I\'ve read a lot about how great Clojure is when it comes to concurrency, but none of the tutorials I\'ve read actually explain how to create a thread. Do you just do (.start (T
Programming Clojure doesn't address that question until page 167: "Use Agents for Asynchronous Updates".
Before you go starting threads, please note that Clojure will multitask on its own, given half a chance. I've written programs blithely ignorant of concurrency and found that when conditions are right, they occupy more than one CPU. I know that's not a very rigorous definition: I haven't explored this in depth yet.
But for those occasions when you really do need an explicit separate activity, one of Clojure's answers is apparently the agent.
(agent initial-state)
will create one. It's not like a Java Thread in terms of being a code block waiting to be executed. Instead, it's an activity waiting to be given work to do.

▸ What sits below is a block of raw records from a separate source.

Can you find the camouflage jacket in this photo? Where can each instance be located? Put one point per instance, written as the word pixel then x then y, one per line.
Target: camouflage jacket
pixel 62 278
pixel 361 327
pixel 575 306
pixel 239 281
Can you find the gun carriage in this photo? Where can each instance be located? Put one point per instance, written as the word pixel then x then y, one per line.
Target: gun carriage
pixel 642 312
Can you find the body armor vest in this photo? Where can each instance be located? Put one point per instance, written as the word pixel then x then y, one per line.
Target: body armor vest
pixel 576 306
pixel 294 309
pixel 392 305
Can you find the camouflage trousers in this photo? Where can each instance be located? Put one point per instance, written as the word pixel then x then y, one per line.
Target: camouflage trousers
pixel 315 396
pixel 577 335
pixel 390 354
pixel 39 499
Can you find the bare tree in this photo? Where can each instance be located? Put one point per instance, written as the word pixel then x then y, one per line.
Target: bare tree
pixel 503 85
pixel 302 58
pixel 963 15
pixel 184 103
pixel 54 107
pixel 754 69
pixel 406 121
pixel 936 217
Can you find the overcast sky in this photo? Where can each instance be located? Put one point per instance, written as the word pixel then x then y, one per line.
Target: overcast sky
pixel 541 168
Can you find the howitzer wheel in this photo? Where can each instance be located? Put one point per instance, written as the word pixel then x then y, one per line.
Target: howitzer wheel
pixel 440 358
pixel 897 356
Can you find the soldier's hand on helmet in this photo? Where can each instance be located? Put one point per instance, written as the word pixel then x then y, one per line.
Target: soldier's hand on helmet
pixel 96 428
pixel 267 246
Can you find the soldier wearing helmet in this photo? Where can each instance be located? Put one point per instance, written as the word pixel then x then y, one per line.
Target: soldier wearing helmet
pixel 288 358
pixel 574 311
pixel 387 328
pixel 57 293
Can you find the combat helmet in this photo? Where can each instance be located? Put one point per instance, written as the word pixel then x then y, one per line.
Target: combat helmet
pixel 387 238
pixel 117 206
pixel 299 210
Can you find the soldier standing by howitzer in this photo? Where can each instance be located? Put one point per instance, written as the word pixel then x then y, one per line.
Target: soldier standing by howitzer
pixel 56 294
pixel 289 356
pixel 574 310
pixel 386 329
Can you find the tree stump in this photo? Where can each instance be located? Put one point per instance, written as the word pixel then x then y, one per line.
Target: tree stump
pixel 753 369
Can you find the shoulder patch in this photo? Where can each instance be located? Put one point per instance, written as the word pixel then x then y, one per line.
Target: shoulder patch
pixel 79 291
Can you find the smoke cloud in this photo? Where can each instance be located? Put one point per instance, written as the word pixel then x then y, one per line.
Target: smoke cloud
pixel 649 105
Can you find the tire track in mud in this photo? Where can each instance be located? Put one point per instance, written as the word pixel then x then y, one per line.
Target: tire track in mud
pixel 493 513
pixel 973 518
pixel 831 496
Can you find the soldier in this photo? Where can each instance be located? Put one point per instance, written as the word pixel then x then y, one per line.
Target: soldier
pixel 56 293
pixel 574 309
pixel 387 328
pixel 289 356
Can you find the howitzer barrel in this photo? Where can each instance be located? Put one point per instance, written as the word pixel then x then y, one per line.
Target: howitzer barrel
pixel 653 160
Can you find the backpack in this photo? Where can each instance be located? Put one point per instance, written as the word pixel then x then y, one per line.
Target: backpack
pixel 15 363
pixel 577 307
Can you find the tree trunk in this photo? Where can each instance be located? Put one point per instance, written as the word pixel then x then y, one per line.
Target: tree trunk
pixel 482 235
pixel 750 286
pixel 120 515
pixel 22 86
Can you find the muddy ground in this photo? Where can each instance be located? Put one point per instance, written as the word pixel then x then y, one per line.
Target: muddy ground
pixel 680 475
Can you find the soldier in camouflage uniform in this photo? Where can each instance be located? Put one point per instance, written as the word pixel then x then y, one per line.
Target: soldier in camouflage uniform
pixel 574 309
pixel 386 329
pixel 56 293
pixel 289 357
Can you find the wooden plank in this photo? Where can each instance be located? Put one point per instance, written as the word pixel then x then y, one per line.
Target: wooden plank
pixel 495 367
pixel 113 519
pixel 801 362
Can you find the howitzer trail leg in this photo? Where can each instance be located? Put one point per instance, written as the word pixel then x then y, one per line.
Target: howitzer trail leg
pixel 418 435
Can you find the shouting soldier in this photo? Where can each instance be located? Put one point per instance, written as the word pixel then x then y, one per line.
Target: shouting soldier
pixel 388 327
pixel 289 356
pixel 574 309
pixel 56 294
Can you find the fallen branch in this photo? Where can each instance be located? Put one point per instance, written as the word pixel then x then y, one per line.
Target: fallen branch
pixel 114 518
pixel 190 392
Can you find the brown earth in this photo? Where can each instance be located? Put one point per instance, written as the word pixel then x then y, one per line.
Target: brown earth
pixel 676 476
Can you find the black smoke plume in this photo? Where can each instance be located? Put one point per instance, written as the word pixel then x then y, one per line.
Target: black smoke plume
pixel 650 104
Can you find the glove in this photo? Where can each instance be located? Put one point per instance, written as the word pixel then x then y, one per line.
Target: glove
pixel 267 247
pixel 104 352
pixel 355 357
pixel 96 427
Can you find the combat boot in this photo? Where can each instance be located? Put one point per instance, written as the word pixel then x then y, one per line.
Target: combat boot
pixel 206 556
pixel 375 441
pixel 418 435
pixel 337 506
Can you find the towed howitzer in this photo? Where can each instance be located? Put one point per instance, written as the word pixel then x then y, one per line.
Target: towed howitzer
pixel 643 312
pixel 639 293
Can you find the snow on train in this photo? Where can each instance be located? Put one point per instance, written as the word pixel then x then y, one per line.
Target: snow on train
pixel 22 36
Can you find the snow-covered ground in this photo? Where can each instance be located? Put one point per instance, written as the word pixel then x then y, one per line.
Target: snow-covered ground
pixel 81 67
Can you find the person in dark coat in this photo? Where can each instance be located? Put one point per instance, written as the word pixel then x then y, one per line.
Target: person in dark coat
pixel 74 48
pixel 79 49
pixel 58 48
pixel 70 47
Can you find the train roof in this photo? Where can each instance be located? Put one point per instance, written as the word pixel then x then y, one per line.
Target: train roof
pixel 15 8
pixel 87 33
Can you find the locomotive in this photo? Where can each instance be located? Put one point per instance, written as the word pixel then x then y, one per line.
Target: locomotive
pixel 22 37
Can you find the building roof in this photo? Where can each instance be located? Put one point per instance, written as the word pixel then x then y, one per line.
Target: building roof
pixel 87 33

You do this via
(send agent update-fn & args)
The example does
(def counter (agent 0))
counter
is your name and handle for the agent; the agent's state is the number 0.
Having set that up, you can send work to the agent:
(send counter inc)
will tell it to apply the given function to its state.
You can later pull the state out of the agent by dereferencing it:
@counter
will give you the current value of the number that started out at 0.
Function await
will let you do something like a join
on the agent's activity, should it be a long one:
(await & agents)
will wait until they're all done; there's also another version that takes a timeout.